The parameter is continuously calculated and evaluated cumulatively.
The accumulated first parameter and the second parameter
Calculate the road surface friction coefficient by calculating and
And a road surface friction coefficient for a vehicle, comprising:
Estimator. 5. The specific parameter calculation means is for a vehicle.
At the time of starting, even if it is a straight start and one wheel slips
The second parameter to ensure a low road surface friction coefficient.
Set the meter, and the wheel does not slip at a certain acceleration or more
The second parameter to obtain a high road surface friction coefficient.
Set the meter, and if the vibration component of the wheel is large,
The second parameter to obtain a low or low road friction coefficient
Is set, and the road is calculated from the torque movement direction and the speed difference between the left and right rear wheels.
Low if the surface is determined to be in the μ-split state.

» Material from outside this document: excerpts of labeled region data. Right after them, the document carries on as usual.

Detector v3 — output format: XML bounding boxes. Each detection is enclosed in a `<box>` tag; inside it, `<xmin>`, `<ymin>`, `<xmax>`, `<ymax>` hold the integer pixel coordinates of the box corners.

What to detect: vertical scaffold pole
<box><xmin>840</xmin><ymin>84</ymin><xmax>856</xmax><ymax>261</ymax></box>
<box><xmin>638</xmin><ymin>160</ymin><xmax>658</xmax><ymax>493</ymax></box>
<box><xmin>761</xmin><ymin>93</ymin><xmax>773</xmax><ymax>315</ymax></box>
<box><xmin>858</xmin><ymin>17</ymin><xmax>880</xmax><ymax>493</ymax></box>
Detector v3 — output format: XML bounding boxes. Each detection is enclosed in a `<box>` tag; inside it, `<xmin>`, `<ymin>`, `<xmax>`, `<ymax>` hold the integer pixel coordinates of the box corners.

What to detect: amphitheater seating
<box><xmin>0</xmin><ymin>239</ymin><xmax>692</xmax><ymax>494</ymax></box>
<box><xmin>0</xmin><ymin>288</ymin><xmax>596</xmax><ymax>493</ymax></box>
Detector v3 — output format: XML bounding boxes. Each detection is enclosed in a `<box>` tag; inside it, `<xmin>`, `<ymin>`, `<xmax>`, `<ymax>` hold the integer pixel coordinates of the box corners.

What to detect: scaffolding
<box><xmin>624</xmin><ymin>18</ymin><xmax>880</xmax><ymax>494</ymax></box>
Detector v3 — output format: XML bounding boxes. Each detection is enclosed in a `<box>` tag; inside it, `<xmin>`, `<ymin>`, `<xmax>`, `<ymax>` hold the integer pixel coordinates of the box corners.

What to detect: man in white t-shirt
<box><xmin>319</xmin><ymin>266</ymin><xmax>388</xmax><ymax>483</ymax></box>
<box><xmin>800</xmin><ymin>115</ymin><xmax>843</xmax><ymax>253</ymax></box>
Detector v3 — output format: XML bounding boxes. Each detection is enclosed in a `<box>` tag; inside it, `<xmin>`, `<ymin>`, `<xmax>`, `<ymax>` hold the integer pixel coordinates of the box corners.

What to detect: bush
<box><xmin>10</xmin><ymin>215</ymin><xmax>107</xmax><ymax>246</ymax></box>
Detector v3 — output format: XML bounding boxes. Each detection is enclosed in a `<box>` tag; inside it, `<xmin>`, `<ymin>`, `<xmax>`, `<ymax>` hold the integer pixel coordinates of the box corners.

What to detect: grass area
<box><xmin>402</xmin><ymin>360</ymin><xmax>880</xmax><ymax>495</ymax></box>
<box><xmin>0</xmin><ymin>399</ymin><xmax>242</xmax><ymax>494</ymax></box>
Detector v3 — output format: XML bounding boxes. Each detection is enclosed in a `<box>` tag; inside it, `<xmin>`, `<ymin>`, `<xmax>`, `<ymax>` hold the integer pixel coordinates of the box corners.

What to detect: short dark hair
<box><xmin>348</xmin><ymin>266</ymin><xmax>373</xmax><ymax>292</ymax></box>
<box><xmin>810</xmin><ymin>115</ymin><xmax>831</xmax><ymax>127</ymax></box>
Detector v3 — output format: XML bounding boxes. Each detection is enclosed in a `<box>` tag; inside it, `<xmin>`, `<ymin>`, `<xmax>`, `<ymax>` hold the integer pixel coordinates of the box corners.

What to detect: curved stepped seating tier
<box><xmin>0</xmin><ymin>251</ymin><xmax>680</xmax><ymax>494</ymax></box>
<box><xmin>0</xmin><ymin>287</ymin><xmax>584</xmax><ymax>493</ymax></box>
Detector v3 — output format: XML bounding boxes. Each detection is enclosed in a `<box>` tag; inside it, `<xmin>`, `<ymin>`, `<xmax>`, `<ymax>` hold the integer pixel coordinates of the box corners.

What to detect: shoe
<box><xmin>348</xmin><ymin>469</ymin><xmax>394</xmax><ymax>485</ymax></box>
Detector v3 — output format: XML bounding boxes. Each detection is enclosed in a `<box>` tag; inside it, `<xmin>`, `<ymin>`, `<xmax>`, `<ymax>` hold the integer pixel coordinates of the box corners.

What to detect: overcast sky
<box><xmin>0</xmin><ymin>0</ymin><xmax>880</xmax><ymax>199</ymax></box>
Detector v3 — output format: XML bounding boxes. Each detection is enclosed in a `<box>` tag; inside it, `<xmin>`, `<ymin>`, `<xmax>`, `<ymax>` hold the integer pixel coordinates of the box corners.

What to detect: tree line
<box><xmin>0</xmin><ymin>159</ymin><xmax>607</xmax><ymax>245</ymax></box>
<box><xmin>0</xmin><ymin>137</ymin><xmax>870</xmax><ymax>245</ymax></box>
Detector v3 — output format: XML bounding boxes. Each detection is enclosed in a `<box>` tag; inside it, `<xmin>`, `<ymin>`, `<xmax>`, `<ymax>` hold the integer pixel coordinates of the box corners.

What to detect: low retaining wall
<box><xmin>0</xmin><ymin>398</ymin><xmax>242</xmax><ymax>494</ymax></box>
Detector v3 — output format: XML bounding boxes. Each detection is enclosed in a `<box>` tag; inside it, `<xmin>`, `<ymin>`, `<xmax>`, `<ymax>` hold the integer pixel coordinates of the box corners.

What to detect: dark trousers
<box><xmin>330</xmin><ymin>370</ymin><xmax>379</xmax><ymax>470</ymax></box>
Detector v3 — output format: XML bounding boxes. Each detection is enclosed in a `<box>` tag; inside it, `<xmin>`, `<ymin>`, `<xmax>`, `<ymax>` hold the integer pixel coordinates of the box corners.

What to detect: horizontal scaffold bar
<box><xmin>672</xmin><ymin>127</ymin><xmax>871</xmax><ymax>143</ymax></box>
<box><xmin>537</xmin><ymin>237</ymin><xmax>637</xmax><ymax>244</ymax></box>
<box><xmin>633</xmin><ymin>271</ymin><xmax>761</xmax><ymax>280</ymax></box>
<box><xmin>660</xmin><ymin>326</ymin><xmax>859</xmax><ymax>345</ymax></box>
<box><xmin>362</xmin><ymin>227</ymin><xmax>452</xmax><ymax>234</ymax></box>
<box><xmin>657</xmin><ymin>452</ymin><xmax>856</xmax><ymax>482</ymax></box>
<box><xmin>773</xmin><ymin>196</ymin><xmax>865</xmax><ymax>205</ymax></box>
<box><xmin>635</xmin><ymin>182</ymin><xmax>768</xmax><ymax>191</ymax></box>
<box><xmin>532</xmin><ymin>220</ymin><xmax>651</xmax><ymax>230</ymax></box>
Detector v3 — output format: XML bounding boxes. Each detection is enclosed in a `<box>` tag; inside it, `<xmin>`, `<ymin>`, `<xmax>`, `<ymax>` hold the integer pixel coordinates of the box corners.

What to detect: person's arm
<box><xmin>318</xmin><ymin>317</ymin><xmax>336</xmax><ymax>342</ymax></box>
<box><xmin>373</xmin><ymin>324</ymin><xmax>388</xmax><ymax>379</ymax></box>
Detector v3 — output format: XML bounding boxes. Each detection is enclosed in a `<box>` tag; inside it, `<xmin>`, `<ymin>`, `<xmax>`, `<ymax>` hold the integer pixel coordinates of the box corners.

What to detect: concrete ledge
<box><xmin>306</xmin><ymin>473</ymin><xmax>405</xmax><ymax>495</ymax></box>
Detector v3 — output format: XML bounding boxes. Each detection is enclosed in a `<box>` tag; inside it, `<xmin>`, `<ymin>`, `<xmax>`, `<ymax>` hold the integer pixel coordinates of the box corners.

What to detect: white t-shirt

Set the second parameter so that the road surface friction coefficient becomes
The road surface friction member for a vehicle according to claim 4, wherein
Number estimator. 6. The specific parameter calculation means is for starting
In specific driving conditions such as driving and non-linear driving,
Lateral acceleration caused by the above-mentioned vehicle with a large degree of wheel slippage
Is less than the first predetermined value, the road surface has a low road friction coefficient.
Therefore, the second parameter is set so that the road friction coefficient is low.
The lateral acceleration generated in the vehicle is set to a second predetermined value.
If it is larger than the above, it is judged that the road surface has a high road friction coefficient.
The second parameter to obtain a high road surface friction coefficient.
The vehicle according to claim 4 or 5, characterized by being set.
Road surface friction coefficient estimation device.